Dans exactement 35 semaines, s’ouvriront les Jeux de Paris 2024 et l’entrée en lice des équipes de France championnes olympiques en titre. Avec les 50 nuances de Jeux, nous désirons vous faire revivre, chaque semaine, les épopées de l’équipe de France au travers de huit olympiades, de Barcelone 92 avec la première médaille décrochée par les Bronzés de Daniel Costantini, jusqu’à Tokyo où les deux collectifs se sont parés d’or. Des histoires singulières, des anecdotes, des portraits, des coups d’arrêts aussi où pendant trois éditions (1996, 2000 et 2004), le handball français rongeait son frein pour mieux briller à Pékin et à Tokyo, en passant par Londres et Rio. Dix-huitième épisode avec « La course au large ».

RIO 2016 – HOMMES

La course au large

La dernière fois, c’est sur un missile de Nikola Karabatic. Sept buts d’avance à dix-huit minutes de la délivrance. Un trésor qu’il suffit de bichonner dans la Future Arena de Rio. Mais Julius Kuhn et ses camarades allemands jettent un dernier souffle. Uwe Gensheimer ne rate rien ou presque. Dans sa cage, Silvio Heinevetter désespère les tireurs français. Deux buts de Tobias Reichmann ramènent le score à 28-28 à l’amorce de l’ultime minute. Les regards bleus sont vagues.

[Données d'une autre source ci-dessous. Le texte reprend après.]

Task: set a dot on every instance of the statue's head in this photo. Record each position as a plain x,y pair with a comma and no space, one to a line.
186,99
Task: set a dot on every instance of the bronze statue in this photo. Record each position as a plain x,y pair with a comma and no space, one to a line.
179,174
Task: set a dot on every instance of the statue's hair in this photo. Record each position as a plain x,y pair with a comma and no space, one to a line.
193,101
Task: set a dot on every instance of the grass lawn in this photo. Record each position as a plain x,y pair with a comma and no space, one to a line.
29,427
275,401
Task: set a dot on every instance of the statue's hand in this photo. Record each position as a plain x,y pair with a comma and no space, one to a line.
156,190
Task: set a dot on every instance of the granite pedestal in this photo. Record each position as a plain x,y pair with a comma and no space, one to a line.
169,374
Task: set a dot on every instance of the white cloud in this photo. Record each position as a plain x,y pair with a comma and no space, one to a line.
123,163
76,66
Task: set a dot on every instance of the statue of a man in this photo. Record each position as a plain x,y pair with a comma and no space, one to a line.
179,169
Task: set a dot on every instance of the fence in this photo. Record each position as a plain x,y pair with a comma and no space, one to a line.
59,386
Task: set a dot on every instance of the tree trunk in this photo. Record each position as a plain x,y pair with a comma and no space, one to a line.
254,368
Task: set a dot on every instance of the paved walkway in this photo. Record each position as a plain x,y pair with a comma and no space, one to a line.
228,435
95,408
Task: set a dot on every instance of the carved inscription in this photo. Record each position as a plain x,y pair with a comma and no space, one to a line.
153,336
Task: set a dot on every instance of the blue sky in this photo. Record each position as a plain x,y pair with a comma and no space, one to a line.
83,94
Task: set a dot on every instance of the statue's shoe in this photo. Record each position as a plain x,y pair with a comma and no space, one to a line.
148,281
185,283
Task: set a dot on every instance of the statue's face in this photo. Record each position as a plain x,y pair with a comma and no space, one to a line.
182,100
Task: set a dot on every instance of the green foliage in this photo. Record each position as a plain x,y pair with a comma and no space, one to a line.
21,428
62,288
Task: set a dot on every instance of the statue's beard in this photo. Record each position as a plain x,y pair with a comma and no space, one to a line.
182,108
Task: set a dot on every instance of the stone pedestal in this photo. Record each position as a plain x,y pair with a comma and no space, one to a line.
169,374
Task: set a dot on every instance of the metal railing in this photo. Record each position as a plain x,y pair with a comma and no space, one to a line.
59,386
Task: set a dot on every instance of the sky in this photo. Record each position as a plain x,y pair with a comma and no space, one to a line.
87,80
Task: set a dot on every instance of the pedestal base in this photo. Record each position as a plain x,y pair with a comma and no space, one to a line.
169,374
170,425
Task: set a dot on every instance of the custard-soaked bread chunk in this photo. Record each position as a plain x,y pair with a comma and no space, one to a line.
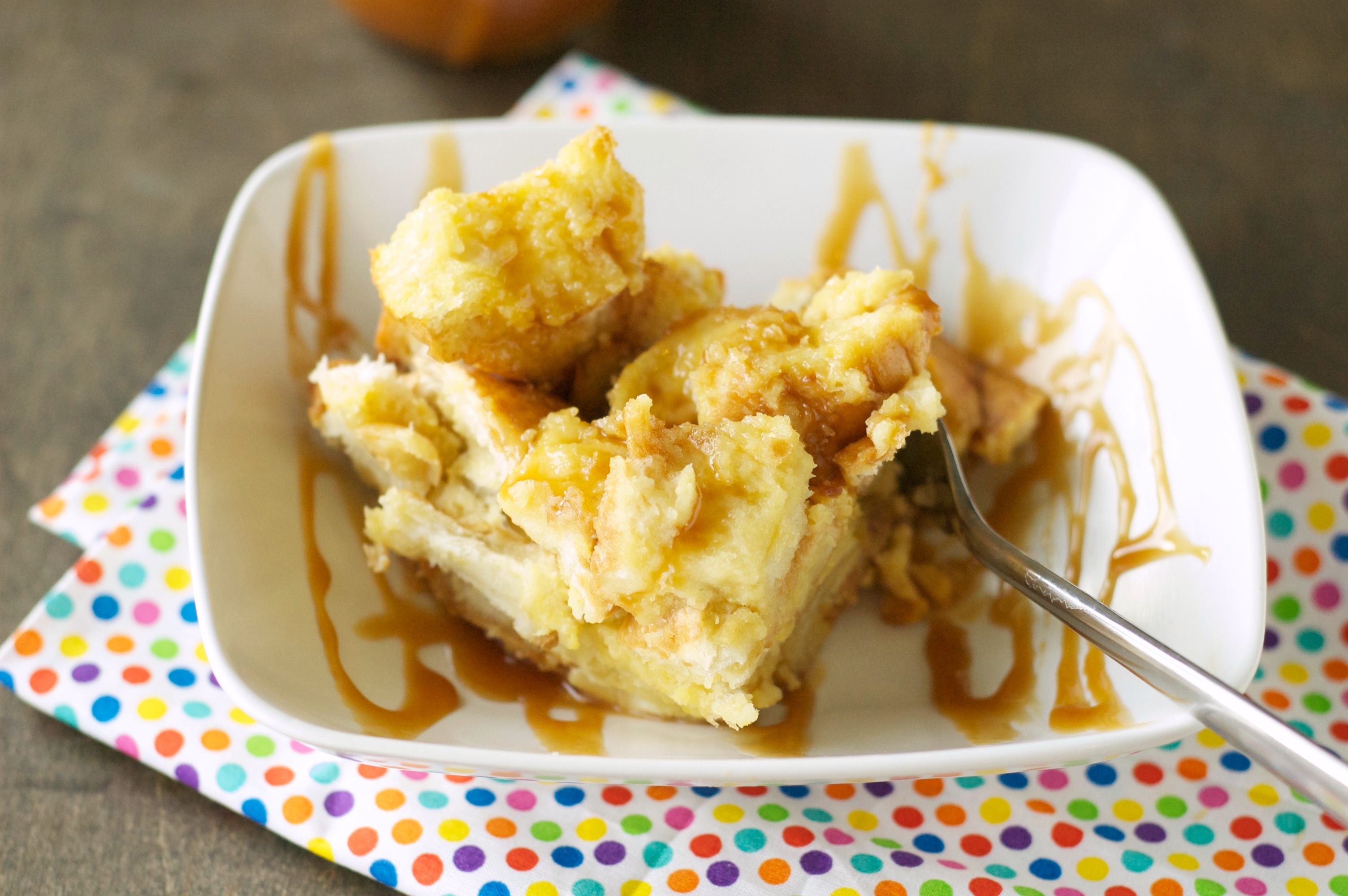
468,273
848,371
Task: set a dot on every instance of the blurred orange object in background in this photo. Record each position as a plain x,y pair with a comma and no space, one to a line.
466,33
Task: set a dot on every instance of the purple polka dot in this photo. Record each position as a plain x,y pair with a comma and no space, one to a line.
1266,855
339,803
86,673
726,874
610,853
1053,779
1327,596
678,818
470,859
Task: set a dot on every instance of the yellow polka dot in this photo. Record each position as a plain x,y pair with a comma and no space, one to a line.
1316,434
1322,517
728,813
1264,795
456,831
863,821
995,810
151,709
1128,810
1092,868
591,829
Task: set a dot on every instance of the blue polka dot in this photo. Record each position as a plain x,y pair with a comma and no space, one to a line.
1273,437
929,844
657,855
483,797
61,605
1046,870
568,856
255,810
106,708
383,871
569,795
1102,774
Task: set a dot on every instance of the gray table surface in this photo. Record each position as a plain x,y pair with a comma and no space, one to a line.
126,129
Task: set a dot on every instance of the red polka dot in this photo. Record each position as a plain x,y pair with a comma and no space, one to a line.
1148,772
976,845
907,817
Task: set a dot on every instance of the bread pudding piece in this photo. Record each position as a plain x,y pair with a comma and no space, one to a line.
507,278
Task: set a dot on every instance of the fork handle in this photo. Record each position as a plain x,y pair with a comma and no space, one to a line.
1308,767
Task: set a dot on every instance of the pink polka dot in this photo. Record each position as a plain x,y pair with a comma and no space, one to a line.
1292,475
1212,797
678,818
1327,596
1053,779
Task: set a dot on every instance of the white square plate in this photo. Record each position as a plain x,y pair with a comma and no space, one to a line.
750,197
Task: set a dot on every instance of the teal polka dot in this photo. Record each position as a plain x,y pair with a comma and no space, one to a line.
58,607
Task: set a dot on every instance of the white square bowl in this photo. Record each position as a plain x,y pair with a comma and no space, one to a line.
750,197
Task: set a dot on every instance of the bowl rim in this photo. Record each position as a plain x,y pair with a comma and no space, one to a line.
1049,752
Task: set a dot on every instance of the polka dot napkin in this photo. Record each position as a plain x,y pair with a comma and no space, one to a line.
114,651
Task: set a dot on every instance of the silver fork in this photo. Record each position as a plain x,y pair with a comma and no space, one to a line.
1300,762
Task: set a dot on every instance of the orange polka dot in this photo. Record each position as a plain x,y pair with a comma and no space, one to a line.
774,871
1307,561
390,799
27,643
501,828
407,832
929,786
297,810
684,880
278,775
950,814
1319,853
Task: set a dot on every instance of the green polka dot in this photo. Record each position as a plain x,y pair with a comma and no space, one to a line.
261,745
1287,608
637,824
1172,806
1083,809
1316,702
545,831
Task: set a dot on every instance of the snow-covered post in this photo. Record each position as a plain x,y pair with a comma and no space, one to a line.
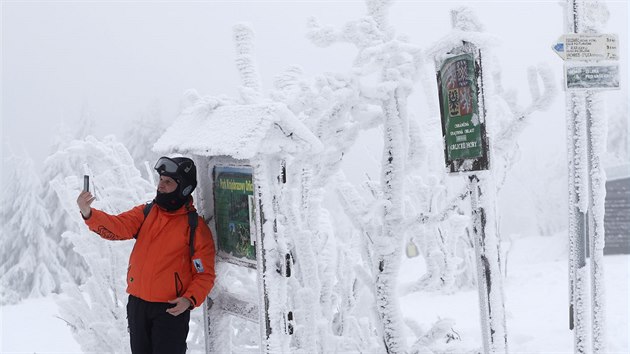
460,88
586,140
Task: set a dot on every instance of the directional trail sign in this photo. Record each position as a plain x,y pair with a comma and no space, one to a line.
595,76
587,47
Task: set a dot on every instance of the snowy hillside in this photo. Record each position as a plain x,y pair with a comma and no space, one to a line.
536,302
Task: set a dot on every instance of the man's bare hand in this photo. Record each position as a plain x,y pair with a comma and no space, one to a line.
181,304
84,201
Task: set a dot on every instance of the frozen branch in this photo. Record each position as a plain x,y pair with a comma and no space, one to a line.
540,102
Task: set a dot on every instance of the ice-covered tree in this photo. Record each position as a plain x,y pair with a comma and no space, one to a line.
141,134
30,259
95,310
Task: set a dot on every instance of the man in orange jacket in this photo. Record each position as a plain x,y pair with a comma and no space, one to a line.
165,278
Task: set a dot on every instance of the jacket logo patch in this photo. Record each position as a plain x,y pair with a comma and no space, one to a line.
198,265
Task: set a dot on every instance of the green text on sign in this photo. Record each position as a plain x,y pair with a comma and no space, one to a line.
461,110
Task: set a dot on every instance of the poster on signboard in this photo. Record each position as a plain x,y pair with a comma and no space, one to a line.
235,213
463,128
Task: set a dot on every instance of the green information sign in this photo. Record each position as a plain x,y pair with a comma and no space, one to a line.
234,212
461,124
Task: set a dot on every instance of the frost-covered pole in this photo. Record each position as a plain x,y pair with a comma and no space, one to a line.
578,205
462,106
490,283
388,257
587,190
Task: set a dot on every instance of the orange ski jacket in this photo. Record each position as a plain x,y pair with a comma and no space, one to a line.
160,266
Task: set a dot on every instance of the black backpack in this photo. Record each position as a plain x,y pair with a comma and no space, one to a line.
192,223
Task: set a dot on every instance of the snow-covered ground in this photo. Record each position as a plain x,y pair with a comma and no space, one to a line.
536,296
535,291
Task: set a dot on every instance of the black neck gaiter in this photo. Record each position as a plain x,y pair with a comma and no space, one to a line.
170,201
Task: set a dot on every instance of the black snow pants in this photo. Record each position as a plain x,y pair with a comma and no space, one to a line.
153,330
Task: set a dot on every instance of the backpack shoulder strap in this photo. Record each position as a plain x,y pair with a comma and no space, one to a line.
145,211
192,223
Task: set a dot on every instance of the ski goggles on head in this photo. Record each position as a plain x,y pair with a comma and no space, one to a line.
166,165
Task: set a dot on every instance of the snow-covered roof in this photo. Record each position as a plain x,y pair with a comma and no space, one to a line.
240,131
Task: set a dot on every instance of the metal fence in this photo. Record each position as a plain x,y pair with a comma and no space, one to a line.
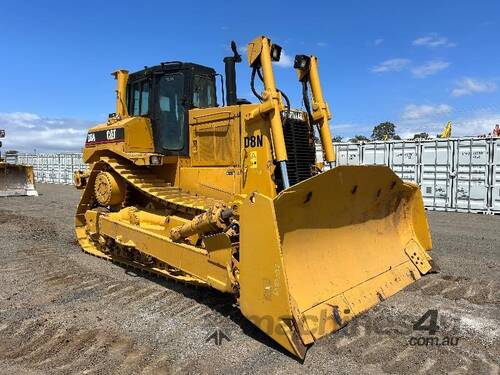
53,168
457,174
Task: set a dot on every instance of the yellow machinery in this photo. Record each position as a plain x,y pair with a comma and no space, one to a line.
228,197
15,179
446,133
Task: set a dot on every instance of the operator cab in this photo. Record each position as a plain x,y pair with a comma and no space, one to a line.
164,94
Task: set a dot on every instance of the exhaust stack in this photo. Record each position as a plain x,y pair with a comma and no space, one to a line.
230,70
121,77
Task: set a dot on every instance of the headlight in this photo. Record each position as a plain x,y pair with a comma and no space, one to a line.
302,62
275,52
155,160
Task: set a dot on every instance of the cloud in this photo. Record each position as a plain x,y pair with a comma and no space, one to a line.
433,40
28,131
468,86
285,60
392,65
429,68
416,112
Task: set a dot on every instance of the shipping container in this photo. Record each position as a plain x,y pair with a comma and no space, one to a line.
347,154
403,159
472,169
495,175
376,153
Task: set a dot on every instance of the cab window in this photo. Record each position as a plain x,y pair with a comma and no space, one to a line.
203,92
140,98
171,126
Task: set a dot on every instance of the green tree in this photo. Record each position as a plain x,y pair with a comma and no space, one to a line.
359,138
384,131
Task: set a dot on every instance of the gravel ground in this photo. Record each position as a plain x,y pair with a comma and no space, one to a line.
62,311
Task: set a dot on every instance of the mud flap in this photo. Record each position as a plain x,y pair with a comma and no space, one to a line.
16,180
327,249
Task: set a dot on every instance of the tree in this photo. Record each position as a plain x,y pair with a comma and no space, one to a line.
384,131
422,135
359,138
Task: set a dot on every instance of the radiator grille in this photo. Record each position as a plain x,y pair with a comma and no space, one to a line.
300,150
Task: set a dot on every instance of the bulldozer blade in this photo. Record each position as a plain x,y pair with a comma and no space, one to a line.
16,180
327,249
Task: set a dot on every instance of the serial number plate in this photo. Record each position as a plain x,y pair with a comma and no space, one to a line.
105,136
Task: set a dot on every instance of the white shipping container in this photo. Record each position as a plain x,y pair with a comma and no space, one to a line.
470,190
495,175
403,160
347,154
436,173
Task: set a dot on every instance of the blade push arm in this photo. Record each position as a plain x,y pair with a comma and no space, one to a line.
307,70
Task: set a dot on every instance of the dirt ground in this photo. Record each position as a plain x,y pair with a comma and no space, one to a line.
62,311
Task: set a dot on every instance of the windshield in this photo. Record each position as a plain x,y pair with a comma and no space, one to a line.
171,112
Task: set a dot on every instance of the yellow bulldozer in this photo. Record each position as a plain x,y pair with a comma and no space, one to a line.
229,197
15,179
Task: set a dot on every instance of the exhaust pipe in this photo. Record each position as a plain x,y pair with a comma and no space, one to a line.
121,77
230,70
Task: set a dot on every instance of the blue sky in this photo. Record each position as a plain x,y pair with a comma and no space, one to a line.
417,64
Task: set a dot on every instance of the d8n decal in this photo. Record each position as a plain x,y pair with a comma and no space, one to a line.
253,141
106,136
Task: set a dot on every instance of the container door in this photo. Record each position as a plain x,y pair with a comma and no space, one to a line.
436,178
471,187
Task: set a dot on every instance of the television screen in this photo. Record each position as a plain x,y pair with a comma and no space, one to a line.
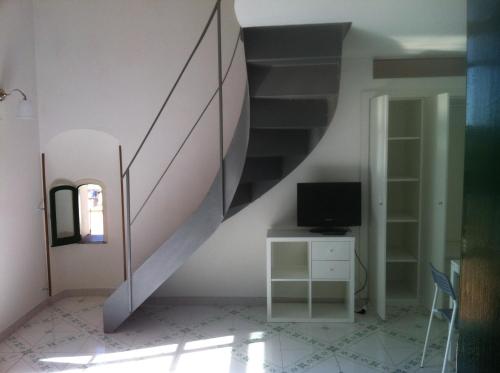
329,204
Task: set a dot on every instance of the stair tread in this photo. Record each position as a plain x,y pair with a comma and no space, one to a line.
278,113
294,41
293,81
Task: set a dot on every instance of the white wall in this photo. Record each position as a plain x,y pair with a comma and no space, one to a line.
107,66
22,252
232,261
79,157
382,28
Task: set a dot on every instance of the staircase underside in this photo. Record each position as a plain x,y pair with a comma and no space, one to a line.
294,76
293,83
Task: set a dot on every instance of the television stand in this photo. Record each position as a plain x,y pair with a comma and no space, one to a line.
330,231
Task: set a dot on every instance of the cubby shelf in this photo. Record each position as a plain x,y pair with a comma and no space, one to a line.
401,218
403,180
296,273
310,277
404,138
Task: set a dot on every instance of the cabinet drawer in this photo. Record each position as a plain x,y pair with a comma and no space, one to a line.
330,269
331,251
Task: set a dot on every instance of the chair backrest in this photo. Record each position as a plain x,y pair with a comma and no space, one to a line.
443,282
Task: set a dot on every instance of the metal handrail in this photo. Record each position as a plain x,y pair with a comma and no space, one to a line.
126,173
188,134
200,39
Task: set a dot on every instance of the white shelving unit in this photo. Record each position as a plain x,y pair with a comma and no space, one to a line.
310,277
404,160
396,130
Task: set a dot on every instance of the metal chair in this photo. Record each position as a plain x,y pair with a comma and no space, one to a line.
442,283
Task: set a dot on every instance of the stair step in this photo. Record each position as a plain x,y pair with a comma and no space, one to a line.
261,187
258,169
294,42
277,143
288,114
243,195
293,81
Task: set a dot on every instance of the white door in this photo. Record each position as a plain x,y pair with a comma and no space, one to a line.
379,118
435,187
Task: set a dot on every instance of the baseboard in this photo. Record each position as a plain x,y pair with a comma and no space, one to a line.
199,301
49,301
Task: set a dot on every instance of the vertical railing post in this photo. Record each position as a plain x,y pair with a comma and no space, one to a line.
221,110
129,242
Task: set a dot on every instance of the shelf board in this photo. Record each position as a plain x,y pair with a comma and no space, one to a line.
401,218
403,180
404,138
295,273
329,311
290,310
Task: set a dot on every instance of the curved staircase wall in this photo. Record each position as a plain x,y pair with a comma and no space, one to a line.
183,187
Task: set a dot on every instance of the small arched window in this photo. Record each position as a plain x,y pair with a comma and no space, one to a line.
77,214
90,201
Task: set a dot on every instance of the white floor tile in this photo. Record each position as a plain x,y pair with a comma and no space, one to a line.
67,337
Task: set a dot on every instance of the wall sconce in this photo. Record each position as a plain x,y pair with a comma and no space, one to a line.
24,108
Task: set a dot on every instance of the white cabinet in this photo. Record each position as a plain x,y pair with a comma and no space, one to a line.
416,174
310,277
395,199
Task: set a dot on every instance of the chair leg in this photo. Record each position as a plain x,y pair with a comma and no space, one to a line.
429,327
450,330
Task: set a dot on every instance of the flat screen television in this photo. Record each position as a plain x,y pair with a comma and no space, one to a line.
329,206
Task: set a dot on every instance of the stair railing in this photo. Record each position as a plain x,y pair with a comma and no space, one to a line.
216,13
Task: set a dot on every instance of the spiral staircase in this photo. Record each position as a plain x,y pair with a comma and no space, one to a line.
293,83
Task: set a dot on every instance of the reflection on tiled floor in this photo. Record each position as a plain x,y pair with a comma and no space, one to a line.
68,337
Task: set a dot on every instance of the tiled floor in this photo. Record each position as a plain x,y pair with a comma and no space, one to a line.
68,337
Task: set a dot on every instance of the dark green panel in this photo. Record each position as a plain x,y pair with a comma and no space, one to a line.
479,342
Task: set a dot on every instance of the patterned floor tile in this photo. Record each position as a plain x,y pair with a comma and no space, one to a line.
68,337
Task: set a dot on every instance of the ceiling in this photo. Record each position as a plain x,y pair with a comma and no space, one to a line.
380,28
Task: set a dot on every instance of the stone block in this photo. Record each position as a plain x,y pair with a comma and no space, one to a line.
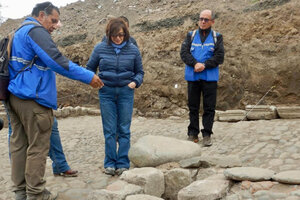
288,112
261,112
232,115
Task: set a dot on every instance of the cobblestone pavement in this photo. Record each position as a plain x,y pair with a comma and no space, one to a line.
271,144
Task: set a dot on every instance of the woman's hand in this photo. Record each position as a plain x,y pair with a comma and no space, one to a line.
132,85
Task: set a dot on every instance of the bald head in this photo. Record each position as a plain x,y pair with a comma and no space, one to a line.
206,19
208,12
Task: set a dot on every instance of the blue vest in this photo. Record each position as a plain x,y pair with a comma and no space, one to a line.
202,52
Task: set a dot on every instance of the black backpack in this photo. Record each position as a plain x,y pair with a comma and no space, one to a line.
5,49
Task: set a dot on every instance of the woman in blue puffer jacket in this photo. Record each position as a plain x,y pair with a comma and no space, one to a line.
121,70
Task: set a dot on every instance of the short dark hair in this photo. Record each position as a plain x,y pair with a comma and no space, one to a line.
47,7
125,19
114,26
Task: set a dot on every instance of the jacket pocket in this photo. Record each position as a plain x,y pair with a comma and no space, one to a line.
44,119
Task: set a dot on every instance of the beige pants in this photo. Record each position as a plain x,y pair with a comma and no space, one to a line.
29,144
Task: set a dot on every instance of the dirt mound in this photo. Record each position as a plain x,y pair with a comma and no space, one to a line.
261,41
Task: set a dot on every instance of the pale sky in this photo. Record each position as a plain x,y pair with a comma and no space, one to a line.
16,9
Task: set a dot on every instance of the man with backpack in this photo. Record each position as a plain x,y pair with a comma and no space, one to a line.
33,96
202,51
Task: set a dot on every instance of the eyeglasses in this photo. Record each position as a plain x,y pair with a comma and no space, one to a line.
204,19
45,10
119,35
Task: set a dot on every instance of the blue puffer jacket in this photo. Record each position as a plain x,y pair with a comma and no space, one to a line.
38,82
117,70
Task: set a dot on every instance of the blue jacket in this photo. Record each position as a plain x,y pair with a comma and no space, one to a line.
38,82
117,70
202,52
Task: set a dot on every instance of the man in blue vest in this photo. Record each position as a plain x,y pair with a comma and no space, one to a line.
32,97
202,51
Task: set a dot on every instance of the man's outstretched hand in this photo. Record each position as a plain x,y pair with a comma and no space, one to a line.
96,82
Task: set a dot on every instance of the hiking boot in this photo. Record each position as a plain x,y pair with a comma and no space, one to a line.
110,171
45,195
120,171
193,138
207,141
68,173
20,195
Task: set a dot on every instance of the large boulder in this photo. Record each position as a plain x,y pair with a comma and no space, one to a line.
248,174
151,151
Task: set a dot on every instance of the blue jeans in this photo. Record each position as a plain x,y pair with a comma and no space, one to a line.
56,153
116,105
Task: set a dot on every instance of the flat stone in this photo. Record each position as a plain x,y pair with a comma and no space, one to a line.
204,190
203,161
261,112
232,115
288,112
119,190
151,151
149,178
289,177
248,173
175,180
142,197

Didier Dinart réclame un temps-mort. Dix secondes après la remise en jeu, Daniel Narcisse provoque une faute. Il n’en reste plus que neuf lorsque Cédric Sorhaindo va amorcer l’ultime enclenchement. Kentin Mahé et Luc Abalo se positionnent aux ailes. Nikola Karabatic est encadré de Daniel Narcisse et Valentin Porte. Le bras des arbitres est levé. Le droit à l’erreur plus toléré.

Toujours alerte, Daniel Narcisse vogue vers ses trente-sept ans. Il a offert quelques vingt-huit minutes soignées, inscrit six buts, distillé deux passes décisives. Il connaît cet adversaire. Il a joué sept ans en Allemagne, dont trois saisons avec Reichmann à Kiel. Il a souvent croisé la route d’Heinevetter sur les parquets de Bundesliga. Il sait ses réflexes. Ses préférences.

Cédric Sorhaindo choisit de servir Valentin Porte qui vient solliciter un croisé avec Daniel Narcisse après un relais avec Nikola Karabatic. La course du Réunionnais, large, brutale, désarçonne Finn Lemke. A l’intérieur, Cédric Sorhaindo mobilise et Hendrik Pekeler, et Julius Kuhn. Uwe Gensheimer garde pour sa part un oeil sur Luc Abalo.

Il ne reste aucune autre alternative que le tir, là-bas, à l’extérieur, hors position. « Daniel est allé chercher un un contre un très très large, sourit Didier Dinart, avec un tir très, très externe. »

Son pied gauche mord la ligne des neuf mètres. Il s’arrache. Le tir est soudain. Croisé. Le pied droit d’Heinevetter effleure à peine le ballon qui fracasse le filet. Daniel Narcisse glisse sur le dos jusqu’au panneau marqué des anneaux olympiques. Il se relève comme quand il avait vingt ans. Gensheimer a ses deux mains sur ses hanches. « Air France », sur ce coup bien ancré au sol, pense à replier, la bouche close, avant même de songer à célébrer son but, le but pour la finale. Une seconde, deux secondes, le voilà qui respire enfin, la mâchoire desserrée. Michaël Guigou, Luc Abalo, Thierry Omeyer puis Valentin Porte sont les premiers à l’enlacer. Les premiers à l’étouffer. Quand bien même il consentira, espiègle, un « tout ça n’est plus de mon âge », force est de constater que l’expérience et la maturité ont prévalu sur la fougue de la jeunesse.